Já nos derradeiros dias da presidência Cezar Peluso, o Supremo Tribunal Federal (STF) aprovou a emenda regimental nº48, de 3 de abril de 2012, que fez incluir em seu regimento interno, no artigo 7º, o inciso VIII , bem como no artigo 354 as letras de "h" a "m", a regulamentar a solicitação de opiniões consultivas ao Tribunal Permanente de Revisão do Mercosul (TPR).
Com vistas a fazer evoluir seu sistema de solução de controvérsias, os países-membros criaram o TPR por tratado, em 2002, como corte internacional permanente, com sede em Assunção, Paraguai. Composto por quatro árbitros nacionais, um por país, por indicação unilateral, e mais um quinto árbitro, representante comum e de escolha consensual, o tribunal possui competência rationae materiae, em controvérsias a envolver interpretação e aplicação de normativas do bloco.
Nesse arcabouço legal incluem-se tratados institutivos, mais normativas criadas interpartes. Alem de competência contenciosa, como instância revisora de arbitragens ad hoc, ou como eventual instância arbitral única, por indicação das partes, o TPR dispõe de competência consultiva.
Trata-se de poder formular, a pedido das mais altas instâncias judiciais dos estados-membros, de seus governos ou de instituições comuns do bloco, opiniões consultivas sobre questões específicas decorrentes de casos concretos. Com efeito, assim define o artigo 3º do Protocolo de Olivos, de 2002: "pronunciamientos fundados del Tribunal Permanente de Revisión en torno a preguntas de carácter jurídico respecto de la interpretación y aplicación de las normas Mercosur en un caso concreto, con el objeto de resguardar su aplicación uniforme en el territorio de los Estados Parte".
O Brasil não havia regulamentado tais solicitações, o que esvaziava em grande medida a atuação do tribunal. A concentrar mais de setenta por cento do PIB do Mercosul, o país é o grande contendor regional, quer pelo peso específico de sua economia, quer pela dimensão arrojada de comércio e de investimentos.

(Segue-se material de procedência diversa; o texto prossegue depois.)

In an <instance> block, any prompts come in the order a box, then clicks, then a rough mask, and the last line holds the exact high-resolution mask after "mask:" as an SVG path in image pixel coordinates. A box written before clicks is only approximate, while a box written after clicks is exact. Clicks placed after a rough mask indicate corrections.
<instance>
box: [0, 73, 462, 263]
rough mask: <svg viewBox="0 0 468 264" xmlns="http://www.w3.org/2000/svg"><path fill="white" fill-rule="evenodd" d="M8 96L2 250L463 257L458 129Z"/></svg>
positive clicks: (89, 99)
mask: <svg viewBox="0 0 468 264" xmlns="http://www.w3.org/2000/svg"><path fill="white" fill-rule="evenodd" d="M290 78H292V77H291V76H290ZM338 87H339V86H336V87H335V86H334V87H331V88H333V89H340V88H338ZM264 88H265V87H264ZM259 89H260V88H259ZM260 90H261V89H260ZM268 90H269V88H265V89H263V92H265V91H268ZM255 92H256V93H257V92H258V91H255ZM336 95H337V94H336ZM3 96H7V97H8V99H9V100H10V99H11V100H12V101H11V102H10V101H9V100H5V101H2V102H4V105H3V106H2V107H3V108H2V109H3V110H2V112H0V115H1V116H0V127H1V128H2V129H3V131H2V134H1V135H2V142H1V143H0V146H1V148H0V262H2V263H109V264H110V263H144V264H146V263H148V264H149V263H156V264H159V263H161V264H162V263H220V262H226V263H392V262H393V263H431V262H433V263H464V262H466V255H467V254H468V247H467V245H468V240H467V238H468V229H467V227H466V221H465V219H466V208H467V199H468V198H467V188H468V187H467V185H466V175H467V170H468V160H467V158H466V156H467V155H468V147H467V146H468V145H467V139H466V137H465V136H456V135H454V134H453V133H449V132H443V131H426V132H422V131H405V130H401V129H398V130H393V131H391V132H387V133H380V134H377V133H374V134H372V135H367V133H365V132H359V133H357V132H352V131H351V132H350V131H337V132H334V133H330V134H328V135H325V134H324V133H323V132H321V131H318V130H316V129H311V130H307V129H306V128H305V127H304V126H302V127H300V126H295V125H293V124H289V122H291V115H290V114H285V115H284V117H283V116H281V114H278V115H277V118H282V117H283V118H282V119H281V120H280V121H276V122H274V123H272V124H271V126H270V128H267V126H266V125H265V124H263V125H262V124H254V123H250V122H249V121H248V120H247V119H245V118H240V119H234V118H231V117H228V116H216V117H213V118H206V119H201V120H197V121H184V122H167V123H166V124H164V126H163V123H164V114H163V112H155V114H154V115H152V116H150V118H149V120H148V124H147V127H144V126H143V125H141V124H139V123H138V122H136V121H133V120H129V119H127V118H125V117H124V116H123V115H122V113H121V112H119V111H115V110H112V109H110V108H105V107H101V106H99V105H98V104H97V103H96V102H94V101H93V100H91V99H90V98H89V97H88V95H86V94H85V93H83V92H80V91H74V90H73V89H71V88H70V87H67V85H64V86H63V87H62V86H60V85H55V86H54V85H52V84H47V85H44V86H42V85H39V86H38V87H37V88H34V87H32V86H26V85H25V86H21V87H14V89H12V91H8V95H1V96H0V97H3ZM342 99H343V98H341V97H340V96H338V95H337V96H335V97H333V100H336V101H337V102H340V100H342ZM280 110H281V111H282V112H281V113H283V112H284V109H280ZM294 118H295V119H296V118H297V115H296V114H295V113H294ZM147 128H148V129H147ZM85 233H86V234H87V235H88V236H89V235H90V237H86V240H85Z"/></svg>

O Uruguai foi o primeiro país a regulamentar as opiniões consultivas do TPR, em 2007, seguido de Argentina e do Paraguai, já em 2008. Também foi a Suprema Corte uruguaia sua maior usuária, com a Suprema Corte argentina invocando opinião consultiva ao TPR, por decisão quase unânime, em 2009, embora a solicitação a envolver as polêmicas licenças não automáticas de comércio não tenha se concretizado,
Quer pela natureza intergovenamental do Mercosul, onde não há supranancionalidade, quer pela letra dos tratados, resta pacífico que opiniões consultivas não são mandamentais, em nada assemelhadas ao reenvio prejudicial do direito comunitário europeu: "las opiniones consultivas emitidas por el TPR no serán vinculantes ni obligatorias", conforme o Protocolo de Olivos. Há que se verificar, no entanto, que tais manifestações constituem prius logico elaborado por juristas pluranacionais, indicados pelo livre querer das partes, de especial relevância em matérias carentes de interpretação ou de harmonização hermenêutica.
Logo, a ausência de imperium, ou de obrigatoriedade formal, não desabilitam tais manifestações colegiadas, erigidas com auctoritas, a constituir valiosa ferramenta de cooperação judiciária na aplicação do direito. Como em toda a ambiência arbitral, no entanto, eventual decisão mal elaborada decorrerá exclusivamente de escolha inapropriada de árbitros. Não há arbitragem má, o que pode haver é mau árbitro.
Em que pese o eterno murmúrio das Cassandras do Mercosul, a integração regional está consolidada em mais de 50 bilhões de dólares de comércio, a par de inédita sintonia política entre governos. As inúmeras bandeiras do Mercosul que drapejam na Praça dos Três Poderes não são ilusórias. Além de Brasil e de Argentina, que mantêm índices de comércio relevantes, Paraguai e Uruguai têm obtido elevadas taxas de crescimento, com a sub-região estabilizada e blindada à crise internacional.
Porém, comércio e desenvolvimento geram inevitáveis disputas, pelo que a eficiência da solução de controvérsia é cada vez mais urgente e necessária. O Supremo fez a sua parte. Agora é imponderável que juízes, autoridades e advogados propugnem por opiniões consultivas.
Jorge Fontoura, doutor em direito, professor titular do Instituto Rio Branco, quinto árbitro do Tribunal Permanente de Revisão do Mercosul para o triênio 2012-2015.